Die Schon-länger-Berlinerin Johanna Knutsson kehrt mit ihrer ausladenden EP Complex Network (Red Curls, 5. Juli) dagegen von den mittelentfernten, späten Anfängen in Sound-Art-Sensibilität und Ambient-Introversion zum geraden Beat zwischen Dub, Techno und House zurück, oder besser: kommt mal wieder dort an. Die Simplizität der Patterns täuscht, kaum ein Stück kommt da an, wo es losgeklappert ist. Die Dub-Techno- und Pad-House-Klischees sind vielfach gebrochen und stolpern erst mal über ihre eigenen Füße, bevor sie so richtig abgehen.

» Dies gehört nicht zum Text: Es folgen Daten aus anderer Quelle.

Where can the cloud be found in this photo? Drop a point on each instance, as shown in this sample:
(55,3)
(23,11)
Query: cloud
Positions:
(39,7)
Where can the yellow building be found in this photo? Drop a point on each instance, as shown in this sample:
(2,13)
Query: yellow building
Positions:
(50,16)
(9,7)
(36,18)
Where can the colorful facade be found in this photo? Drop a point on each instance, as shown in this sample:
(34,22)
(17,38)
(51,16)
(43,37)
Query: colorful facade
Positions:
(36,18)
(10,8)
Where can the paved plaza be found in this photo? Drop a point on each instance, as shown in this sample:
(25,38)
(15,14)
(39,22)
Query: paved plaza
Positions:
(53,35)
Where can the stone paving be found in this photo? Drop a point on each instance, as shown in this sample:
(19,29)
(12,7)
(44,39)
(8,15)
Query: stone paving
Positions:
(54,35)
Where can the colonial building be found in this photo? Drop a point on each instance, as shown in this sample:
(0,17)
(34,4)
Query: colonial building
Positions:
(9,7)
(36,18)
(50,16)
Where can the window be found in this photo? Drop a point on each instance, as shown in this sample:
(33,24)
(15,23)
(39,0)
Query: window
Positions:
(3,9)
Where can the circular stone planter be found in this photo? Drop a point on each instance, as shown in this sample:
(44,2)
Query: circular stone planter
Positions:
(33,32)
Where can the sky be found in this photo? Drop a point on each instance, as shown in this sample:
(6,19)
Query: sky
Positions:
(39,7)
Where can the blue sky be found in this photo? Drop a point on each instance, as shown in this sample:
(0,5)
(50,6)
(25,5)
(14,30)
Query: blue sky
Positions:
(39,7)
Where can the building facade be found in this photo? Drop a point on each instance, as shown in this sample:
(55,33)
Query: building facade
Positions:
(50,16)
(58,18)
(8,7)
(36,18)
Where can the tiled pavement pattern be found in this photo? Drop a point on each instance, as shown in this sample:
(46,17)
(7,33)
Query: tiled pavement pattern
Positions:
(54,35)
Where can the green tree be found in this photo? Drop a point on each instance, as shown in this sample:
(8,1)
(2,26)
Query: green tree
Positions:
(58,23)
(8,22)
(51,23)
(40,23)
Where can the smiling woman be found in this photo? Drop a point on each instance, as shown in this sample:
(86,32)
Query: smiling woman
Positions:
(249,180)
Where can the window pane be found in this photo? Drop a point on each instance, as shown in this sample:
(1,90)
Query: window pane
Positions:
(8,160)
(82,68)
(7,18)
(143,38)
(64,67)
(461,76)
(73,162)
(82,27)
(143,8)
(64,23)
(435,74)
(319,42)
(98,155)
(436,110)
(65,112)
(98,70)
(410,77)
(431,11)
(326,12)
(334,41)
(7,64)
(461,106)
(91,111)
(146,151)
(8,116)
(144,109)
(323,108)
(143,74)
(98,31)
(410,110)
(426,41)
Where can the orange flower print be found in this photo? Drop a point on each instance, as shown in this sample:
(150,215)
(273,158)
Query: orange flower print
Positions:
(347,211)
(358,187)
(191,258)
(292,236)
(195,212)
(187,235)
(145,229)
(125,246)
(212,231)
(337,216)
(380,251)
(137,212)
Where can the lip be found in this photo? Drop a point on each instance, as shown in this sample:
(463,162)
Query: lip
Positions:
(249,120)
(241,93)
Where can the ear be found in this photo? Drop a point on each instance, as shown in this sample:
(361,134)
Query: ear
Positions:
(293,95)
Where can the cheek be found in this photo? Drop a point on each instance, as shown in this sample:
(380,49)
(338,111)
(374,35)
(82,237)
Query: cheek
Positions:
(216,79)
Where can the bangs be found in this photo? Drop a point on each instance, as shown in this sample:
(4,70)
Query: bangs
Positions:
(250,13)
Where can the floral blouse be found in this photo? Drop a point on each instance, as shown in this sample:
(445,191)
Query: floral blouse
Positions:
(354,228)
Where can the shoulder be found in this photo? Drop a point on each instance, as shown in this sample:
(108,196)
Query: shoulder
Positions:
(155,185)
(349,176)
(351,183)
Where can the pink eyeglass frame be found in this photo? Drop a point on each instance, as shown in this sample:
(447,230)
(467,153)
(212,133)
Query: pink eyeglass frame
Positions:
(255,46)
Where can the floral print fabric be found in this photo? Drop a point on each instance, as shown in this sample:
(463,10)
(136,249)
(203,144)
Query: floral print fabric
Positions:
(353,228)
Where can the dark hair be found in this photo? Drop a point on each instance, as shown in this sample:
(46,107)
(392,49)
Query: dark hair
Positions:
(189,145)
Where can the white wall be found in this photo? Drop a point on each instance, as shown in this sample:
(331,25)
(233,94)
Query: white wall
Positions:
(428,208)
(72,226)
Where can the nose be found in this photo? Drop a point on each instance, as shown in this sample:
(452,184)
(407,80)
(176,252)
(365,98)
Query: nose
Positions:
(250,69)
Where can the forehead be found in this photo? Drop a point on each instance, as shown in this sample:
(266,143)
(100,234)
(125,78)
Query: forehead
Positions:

Auf der eher mainstreamigen Seite von Electro, aber doch gebührend weit entfernt von EDM agiert die Wirbel EP (Blue Marble, 7. Juli) des Duos aus Janus Rasmussen & David Bergmüller. Die matt glänzend polierte, im unteren BPM-Bereich angesiedelte Techno-Electronica des Isländers und die akustische, immer ein wenig archaisch klingende Laute des Österreichers kommen hier tatsächlich sehr reizvoll zusammen. Das Satte und das Zarte finden selbstverständlich zueinander. Sie teilen dieselbe milde Melancholie.